Chimaeras built from the cells of two or more species are no longer thought experiments; scientists and bio-engineers are making them now. The roster of synthetic organisms also includes cyborgs with electromechanical limbs and hybrots, which contain both electronic and biological elements. An evolved organism takes its form through evolutionary developmental biology, where the genome directs a series of interactions that build successively more elaborate structures. The existence of chimaeras and hybrids shows that these mechanisms are intelligently robust, holding up under radically altered circumstances from the molecular level to the whole organism. What every synthetic organism shares is a teleonomic, or goal-seeking, behaviour. It lets them correct many kinds of error to reach whatever result they were designed for, a behaviour reminiscent of intelligent action. On this view intelligence is an embodied form of cognition, and the diversity of these designed life forms is only expected to grow.
Common questions
What is the definition of an organism in biology?
An organism is any living thing that functions as an individual. The most common criteria for being an organism are autonomous reproduction, growth, and metabolism, though few proposed criteria are widely accepted.
Why are viruses not considered organisms?
Viruses are not typically considered organisms because they cannot reproduce, grow, metabolise, or maintain homeostasis on their own. They have no metabolism and rely entirely on a host's machinery to replicate, though they do have their own genes and evolve.
What did David Queller and Joan Strassmann propose about organisms?
David Queller and Joan Strassmann proposed that cooperation should be the defining trait of an organism. They argue that organismality evolved socially, as groups of simpler units from cells upwards came to cooperate without conflicts, which would treat lichens and anglerfish partnerships as organisms.
How did Immanuel Kant define an organism?
In his 1790 Critique of Judgment, Immanuel Kant defined an organism as both an organized and a self-organizing being. The term organism first appeared in English in the 1660s, meaning an organic structure or organization.
What is a siphonophore and why is it a boundary case for organisms?

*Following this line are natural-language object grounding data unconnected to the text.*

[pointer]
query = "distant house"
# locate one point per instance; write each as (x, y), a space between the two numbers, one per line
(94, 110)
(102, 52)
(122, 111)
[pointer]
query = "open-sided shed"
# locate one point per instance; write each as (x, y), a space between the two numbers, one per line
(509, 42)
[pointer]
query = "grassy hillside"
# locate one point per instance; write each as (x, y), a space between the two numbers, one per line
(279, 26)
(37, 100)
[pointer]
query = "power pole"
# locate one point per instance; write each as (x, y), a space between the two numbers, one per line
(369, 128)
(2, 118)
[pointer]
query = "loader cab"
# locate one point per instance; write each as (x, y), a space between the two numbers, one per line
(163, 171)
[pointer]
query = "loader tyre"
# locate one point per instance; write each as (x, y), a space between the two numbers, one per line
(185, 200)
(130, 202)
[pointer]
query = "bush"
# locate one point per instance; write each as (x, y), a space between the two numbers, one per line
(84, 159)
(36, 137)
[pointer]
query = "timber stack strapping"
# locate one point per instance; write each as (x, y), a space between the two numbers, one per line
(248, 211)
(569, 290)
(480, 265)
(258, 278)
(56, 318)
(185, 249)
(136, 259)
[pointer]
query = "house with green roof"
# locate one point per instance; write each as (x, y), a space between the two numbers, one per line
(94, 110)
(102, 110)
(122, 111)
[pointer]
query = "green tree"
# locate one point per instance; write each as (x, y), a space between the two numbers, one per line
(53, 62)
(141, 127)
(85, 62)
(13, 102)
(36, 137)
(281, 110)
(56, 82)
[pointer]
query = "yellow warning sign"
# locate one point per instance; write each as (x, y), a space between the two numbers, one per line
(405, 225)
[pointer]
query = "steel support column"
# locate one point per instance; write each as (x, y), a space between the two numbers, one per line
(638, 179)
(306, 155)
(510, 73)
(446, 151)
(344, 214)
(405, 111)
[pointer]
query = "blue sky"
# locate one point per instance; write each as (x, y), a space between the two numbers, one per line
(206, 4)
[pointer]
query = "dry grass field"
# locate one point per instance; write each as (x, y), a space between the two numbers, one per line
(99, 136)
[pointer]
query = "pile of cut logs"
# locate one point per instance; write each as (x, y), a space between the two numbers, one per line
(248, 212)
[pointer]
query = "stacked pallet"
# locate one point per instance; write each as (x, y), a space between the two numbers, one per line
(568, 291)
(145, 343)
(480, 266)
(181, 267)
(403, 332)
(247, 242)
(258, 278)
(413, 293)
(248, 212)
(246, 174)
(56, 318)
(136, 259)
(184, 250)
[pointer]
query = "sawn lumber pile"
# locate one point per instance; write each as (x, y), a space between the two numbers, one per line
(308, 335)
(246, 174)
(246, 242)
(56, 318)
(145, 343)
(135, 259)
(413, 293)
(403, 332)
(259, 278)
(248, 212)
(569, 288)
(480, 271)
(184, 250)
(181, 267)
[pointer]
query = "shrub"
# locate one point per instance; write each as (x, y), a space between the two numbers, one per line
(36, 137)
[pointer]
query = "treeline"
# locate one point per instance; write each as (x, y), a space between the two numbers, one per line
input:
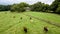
(5, 7)
(38, 7)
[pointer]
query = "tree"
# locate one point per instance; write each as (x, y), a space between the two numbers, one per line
(19, 7)
(54, 5)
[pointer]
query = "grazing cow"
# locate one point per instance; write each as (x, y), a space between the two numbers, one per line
(13, 16)
(21, 18)
(25, 29)
(45, 29)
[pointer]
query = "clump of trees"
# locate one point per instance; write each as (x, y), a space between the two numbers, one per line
(38, 7)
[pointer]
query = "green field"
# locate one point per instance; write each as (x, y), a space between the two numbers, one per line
(11, 25)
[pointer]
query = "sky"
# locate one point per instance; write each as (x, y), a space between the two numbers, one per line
(6, 2)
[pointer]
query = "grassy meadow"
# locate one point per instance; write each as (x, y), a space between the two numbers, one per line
(11, 23)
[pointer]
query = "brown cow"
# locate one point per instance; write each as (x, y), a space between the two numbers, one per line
(45, 29)
(25, 29)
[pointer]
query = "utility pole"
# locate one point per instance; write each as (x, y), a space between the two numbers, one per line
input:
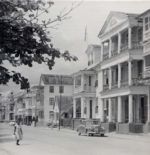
(60, 91)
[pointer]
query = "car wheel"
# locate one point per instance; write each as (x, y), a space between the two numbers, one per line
(102, 135)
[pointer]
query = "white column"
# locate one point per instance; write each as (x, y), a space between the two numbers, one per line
(119, 109)
(130, 108)
(129, 73)
(148, 108)
(110, 77)
(119, 75)
(110, 47)
(129, 37)
(82, 107)
(119, 42)
(110, 111)
(101, 110)
(82, 82)
(74, 82)
(74, 108)
(101, 51)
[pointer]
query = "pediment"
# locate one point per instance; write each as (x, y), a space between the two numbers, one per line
(114, 19)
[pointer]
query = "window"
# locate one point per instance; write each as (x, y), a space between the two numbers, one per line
(90, 81)
(96, 109)
(41, 114)
(85, 110)
(51, 101)
(147, 61)
(61, 89)
(66, 115)
(51, 115)
(51, 89)
(146, 24)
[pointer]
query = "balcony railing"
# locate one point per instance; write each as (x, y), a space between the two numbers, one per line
(114, 85)
(124, 82)
(136, 45)
(124, 48)
(137, 81)
(105, 56)
(90, 89)
(114, 52)
(105, 87)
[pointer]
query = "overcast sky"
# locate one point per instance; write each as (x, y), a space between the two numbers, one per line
(70, 34)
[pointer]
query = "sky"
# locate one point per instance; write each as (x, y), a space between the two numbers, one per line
(69, 35)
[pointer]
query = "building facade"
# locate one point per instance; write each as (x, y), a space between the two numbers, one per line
(122, 101)
(145, 17)
(85, 101)
(56, 89)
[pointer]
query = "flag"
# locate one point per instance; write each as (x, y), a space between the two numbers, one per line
(85, 34)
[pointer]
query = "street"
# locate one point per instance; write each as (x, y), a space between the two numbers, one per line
(46, 141)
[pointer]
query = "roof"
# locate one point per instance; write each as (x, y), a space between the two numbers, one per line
(56, 79)
(116, 13)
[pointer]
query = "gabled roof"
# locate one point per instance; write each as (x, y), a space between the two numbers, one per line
(56, 79)
(115, 18)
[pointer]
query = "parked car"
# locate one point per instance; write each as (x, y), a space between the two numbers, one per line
(12, 123)
(91, 128)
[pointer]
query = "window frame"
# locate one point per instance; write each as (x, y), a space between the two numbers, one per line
(50, 101)
(61, 87)
(51, 89)
(147, 23)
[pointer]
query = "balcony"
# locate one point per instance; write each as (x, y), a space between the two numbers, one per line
(124, 48)
(114, 85)
(105, 56)
(114, 52)
(136, 45)
(124, 83)
(105, 87)
(89, 89)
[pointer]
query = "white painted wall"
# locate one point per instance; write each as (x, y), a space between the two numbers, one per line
(68, 91)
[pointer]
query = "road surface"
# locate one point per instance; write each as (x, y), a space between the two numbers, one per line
(46, 141)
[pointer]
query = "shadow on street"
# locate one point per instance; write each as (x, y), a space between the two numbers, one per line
(5, 138)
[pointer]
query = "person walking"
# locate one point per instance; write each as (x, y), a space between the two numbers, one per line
(18, 132)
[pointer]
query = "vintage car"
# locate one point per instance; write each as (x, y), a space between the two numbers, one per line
(91, 128)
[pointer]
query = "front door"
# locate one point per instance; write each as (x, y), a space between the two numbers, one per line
(90, 108)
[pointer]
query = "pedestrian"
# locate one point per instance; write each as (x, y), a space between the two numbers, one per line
(18, 132)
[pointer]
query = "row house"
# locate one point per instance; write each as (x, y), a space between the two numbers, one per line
(123, 99)
(145, 17)
(57, 93)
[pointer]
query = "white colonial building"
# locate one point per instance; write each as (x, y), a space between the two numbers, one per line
(145, 17)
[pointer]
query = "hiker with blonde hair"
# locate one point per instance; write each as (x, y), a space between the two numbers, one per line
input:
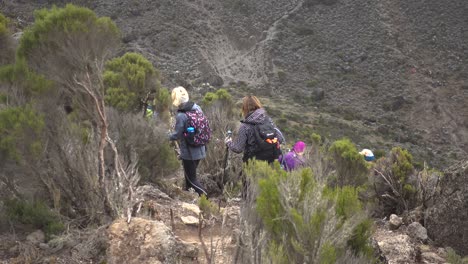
(190, 153)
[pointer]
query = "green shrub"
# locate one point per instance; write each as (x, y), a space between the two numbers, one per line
(35, 214)
(350, 165)
(395, 177)
(306, 222)
(402, 165)
(3, 25)
(207, 207)
(21, 129)
(316, 139)
(128, 79)
(24, 78)
(70, 20)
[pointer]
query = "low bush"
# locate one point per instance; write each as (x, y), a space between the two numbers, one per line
(304, 220)
(36, 214)
(395, 182)
(351, 167)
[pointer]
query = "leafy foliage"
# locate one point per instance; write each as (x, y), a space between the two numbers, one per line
(3, 25)
(351, 166)
(70, 20)
(207, 207)
(17, 126)
(6, 43)
(21, 76)
(395, 177)
(36, 214)
(307, 221)
(128, 79)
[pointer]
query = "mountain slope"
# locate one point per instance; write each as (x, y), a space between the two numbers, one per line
(390, 72)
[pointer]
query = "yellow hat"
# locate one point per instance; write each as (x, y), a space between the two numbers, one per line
(179, 96)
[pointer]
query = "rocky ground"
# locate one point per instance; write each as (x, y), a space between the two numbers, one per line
(165, 239)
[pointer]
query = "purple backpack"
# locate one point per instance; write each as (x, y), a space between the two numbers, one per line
(201, 133)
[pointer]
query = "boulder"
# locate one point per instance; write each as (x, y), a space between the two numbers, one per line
(145, 241)
(395, 222)
(445, 221)
(397, 248)
(418, 232)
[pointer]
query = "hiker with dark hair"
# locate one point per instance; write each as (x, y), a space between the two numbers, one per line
(294, 158)
(250, 137)
(368, 155)
(190, 152)
(258, 137)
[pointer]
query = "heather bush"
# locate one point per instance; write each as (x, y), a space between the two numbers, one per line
(395, 182)
(128, 80)
(351, 167)
(35, 214)
(207, 207)
(219, 109)
(303, 220)
(156, 158)
(7, 50)
(22, 133)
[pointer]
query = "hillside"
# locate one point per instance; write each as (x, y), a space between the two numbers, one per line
(383, 73)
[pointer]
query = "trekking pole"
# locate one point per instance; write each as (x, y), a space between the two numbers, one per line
(226, 156)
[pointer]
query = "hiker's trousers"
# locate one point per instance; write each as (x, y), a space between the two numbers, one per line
(190, 171)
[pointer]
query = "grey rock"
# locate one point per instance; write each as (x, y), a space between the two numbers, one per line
(397, 249)
(395, 222)
(431, 258)
(417, 231)
(446, 219)
(36, 237)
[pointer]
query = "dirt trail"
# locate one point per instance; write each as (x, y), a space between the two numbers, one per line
(250, 65)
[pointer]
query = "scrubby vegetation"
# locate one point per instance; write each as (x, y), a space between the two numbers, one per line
(35, 214)
(305, 220)
(71, 127)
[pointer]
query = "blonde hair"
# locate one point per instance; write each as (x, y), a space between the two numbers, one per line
(250, 103)
(179, 96)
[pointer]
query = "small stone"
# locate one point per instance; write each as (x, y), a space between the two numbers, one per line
(417, 231)
(431, 257)
(395, 222)
(189, 220)
(191, 207)
(44, 246)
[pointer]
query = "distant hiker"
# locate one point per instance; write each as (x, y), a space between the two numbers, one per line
(258, 137)
(368, 155)
(150, 112)
(190, 153)
(294, 158)
(149, 109)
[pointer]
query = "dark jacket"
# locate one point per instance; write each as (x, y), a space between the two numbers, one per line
(245, 141)
(187, 152)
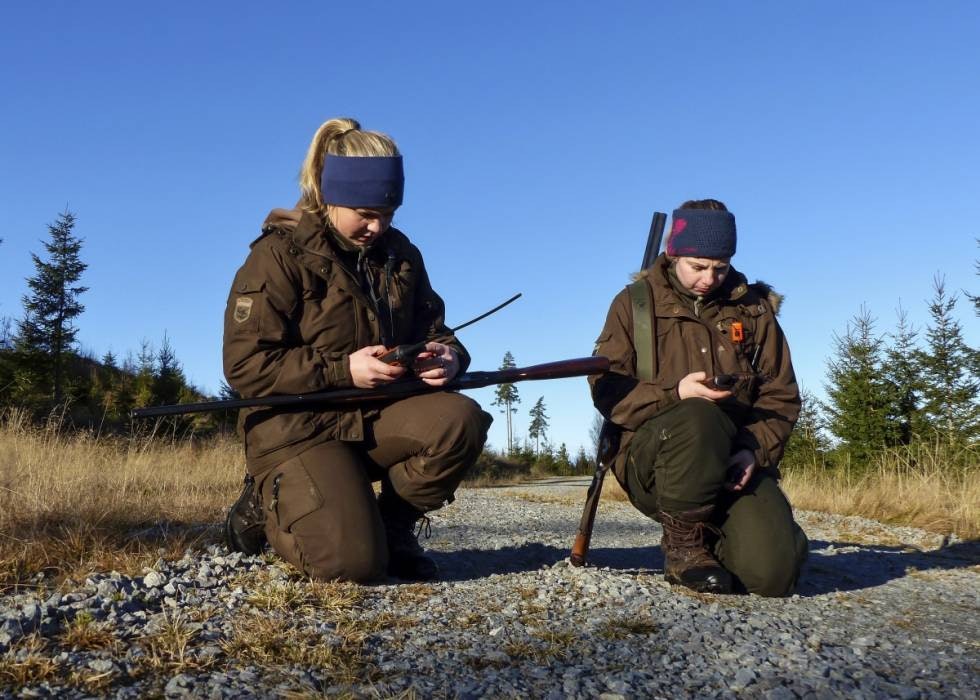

A siphonophore is a jelly-like marine animal composed of organism-like zooids that together look and function much like a jellyfish. The philosopher Jack A. Wilson placed it in the boundary zone between being a definite colony and a definite organism.
What is the RNA world hypothesis in relation to organisms?
The RNA world is a hypothetical stage in the history of life on Earth when self-replicating RNA molecules reproduced before DNA and proteins evolved. According to the hypothesis, organisms emerged when RNA chains began to self-replicate, initiating heritability, variation of type, and differential reproductive output.